OperationWithout MCPWith MCPSavings
Get spec status~5,000 tokens~200 tokens96%
List tasks~3,000 tokens~150 tokens95%
Check coverage~10,000 tokens~200 tokens98%

Available Servers

  1. spec_inspector: Spec status, guardrails, tasks
  2. coverage_reporter: Test coverage metrics
  3. db_inspector: Database schema, RLS policies (optional)

Best Practices

DO

  • Write specs before code
  • Answer all question-pack questions
  • Complete guardrail matrix before approval
  • Run lint before requesting review
  • Get external audit for significant features
  • Update specs when requirements change
  • Mark tasks complete as you go

DON'T

  • Skip phases to save time
  • Leave guardrails marked N/A without justification (ldf lint will warn you)
  • Ignore audit findings
  • Let specs get out of sync with code
  • Over-engineer the spec process for small changes

When to Use LDF: Decision Tree

Is this a code change?

├─ NO → Not LDF (documentation, config, etc.)

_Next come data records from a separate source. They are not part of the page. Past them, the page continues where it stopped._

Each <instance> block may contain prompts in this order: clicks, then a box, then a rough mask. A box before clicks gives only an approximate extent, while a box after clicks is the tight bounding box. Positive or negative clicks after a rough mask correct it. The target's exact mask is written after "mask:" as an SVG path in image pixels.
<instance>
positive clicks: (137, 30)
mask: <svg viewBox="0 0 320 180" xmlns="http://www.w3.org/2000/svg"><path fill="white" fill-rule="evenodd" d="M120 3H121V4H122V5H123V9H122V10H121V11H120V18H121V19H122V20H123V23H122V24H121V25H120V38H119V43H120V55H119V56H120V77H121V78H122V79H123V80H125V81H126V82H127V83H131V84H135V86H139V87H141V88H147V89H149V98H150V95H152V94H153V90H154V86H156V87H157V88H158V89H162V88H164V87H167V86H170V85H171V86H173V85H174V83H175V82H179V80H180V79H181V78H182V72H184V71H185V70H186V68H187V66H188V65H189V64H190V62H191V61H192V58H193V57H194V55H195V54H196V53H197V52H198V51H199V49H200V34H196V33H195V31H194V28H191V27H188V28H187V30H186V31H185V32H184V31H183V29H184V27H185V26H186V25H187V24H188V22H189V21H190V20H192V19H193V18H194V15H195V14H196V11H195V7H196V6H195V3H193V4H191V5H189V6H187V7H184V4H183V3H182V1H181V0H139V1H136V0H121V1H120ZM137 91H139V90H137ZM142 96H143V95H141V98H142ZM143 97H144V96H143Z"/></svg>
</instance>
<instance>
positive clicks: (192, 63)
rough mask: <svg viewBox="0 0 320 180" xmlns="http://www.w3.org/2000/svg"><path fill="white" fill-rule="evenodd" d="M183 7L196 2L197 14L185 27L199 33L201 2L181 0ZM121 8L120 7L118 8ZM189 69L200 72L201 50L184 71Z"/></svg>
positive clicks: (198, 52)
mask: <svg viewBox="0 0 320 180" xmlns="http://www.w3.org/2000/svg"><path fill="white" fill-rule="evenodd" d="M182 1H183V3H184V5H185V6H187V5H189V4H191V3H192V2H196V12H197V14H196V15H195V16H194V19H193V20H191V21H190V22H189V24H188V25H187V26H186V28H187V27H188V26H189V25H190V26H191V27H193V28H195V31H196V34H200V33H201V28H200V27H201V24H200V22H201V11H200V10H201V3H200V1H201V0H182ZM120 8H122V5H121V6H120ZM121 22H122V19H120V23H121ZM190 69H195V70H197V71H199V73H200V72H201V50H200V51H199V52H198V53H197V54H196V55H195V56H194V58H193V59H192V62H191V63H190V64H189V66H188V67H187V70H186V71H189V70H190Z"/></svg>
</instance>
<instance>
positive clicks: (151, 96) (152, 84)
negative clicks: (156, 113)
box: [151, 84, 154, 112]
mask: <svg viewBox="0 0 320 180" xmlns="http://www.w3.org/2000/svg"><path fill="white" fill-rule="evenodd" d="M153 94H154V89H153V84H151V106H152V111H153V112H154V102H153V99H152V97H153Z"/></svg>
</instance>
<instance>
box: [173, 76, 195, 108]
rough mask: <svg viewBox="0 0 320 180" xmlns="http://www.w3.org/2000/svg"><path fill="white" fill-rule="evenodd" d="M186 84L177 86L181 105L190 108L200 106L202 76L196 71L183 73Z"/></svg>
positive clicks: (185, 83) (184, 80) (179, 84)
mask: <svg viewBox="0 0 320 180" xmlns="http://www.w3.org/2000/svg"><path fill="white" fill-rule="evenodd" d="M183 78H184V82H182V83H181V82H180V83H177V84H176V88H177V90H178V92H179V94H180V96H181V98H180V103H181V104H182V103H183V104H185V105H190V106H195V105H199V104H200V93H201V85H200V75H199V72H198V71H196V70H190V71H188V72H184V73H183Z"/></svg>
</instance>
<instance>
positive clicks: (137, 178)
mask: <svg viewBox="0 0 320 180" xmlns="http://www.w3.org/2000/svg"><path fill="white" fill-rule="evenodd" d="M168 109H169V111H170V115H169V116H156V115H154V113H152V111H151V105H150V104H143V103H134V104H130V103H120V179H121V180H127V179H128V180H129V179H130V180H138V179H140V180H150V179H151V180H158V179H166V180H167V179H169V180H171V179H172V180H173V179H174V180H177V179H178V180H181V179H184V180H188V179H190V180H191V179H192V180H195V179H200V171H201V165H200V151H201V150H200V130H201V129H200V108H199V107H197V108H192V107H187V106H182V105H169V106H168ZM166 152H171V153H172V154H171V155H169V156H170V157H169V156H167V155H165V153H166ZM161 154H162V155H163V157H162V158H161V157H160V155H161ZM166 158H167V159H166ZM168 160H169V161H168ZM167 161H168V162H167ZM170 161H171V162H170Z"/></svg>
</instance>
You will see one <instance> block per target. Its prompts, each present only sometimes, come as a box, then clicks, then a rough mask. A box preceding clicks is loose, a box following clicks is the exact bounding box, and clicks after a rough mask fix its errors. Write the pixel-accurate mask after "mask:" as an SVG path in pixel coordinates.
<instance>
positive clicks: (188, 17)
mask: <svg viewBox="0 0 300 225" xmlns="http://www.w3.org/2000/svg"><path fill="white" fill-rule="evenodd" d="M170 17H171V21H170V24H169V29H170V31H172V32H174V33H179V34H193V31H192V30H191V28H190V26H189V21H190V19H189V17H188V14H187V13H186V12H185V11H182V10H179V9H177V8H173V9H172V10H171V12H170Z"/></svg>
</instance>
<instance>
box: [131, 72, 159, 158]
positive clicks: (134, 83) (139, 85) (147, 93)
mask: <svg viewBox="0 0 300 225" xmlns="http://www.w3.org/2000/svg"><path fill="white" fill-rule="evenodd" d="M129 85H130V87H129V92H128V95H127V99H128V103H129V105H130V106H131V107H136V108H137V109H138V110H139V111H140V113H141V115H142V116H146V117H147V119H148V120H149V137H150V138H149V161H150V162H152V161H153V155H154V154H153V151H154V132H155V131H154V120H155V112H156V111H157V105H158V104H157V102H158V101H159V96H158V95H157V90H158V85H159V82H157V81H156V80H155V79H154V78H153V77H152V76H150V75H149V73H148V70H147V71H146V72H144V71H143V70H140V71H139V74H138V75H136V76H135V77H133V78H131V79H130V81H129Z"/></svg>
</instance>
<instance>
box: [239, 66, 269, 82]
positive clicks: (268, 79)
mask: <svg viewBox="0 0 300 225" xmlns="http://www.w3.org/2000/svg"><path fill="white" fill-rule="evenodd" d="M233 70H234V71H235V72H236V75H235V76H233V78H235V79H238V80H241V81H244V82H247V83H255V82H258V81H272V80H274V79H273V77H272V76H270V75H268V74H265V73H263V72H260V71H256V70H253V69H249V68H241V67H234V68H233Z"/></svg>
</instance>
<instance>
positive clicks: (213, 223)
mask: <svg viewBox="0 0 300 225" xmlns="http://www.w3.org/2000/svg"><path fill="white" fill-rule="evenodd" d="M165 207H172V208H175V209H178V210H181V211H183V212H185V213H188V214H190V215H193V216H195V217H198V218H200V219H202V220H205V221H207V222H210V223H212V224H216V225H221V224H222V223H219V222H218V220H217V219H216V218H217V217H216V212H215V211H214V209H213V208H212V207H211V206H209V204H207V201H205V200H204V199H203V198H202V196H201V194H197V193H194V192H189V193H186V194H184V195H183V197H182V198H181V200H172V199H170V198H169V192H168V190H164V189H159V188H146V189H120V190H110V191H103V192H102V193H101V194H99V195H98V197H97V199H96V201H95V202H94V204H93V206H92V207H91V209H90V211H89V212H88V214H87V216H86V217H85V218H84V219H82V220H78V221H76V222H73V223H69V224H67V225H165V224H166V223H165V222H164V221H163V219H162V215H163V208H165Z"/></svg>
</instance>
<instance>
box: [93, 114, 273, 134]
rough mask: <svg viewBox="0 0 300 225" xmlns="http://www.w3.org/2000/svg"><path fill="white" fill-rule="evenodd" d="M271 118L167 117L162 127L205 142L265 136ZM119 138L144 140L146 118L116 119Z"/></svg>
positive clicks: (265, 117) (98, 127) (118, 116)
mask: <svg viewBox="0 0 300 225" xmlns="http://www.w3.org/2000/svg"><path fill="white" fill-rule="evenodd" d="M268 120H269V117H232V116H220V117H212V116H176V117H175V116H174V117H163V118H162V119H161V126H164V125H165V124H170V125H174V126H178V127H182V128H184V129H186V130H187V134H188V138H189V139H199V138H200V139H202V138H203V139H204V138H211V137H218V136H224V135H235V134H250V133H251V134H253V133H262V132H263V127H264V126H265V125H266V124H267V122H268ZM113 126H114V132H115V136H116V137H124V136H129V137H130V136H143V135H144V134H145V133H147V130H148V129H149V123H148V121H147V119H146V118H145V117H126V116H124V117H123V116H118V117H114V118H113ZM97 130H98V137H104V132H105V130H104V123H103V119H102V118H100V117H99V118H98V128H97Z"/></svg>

└─ YES → How many lines of code?

    ├─ < 50 lines AND simple bug fix
    │   └─ → Skip LDF (link to GitHub issue)

    └─ > 50 lines OR new feature

        ├─ Public API or security-sensitive?
        │   └─ YES → ✅ FULL LDF (all 3 phases)

        ├─ Database schema change?
        │   └─ YES → ✅ FULL LDF (all 3 phases)

        ├─ Multi-file refactoring?
        │   └─ YES → ✅ FULL LDF (all 3 phases)

        └─ Internal utility or helper?

            ├─ Will be reused across features?
            │   └─ YES → ✅ FULL LDF

            └─ ONE implementation → Phase 1 only (requirements)

Rule of Thumb: If you're asking "Do I need LDF for this?", the answer is probably yes.

When LDF is Overkill

Not everything needs full spec treatment:

Use full LDF for:

  • New features
  • Significant changes
  • Security-sensitive code
  • External-facing APIs
  • Database migrations

Lighter touch for:

  • Bug fixes (link to issue)
  • Refactoring (describe in commit)
  • Documentation updates
  • Config changes
  • Dependency updates

Measuring Success

Spec Quality Metrics

  • Completion Rate: % of specs that reach implementation
  • Rework Rate: Changes after design approval
  • Bug Escape Rate: Issues found post-implementation
  • Coverage Score: Average guardrail coverage

Project Health Indicators

IndicatorHealthyWarningCritical
Specs in draft< 20%20-40%> 40%
Test coverage> 80%60-80%< 60%
Guardrail gaps01-2> 2
Audit response time< 24h24-48h> 48h

Evolution of LDF

LDF is designed to evolve with your project:

  1. Start Simple: Core guardrails only
  2. Add Domain Presets: As complexity grows
  3. Custom Question-Packs: For your specific domain
  4. Automated Audits: When volume justifies
  5. CI/CD Integration: For continuous validation

The goal is appropriate rigor, not maximum process.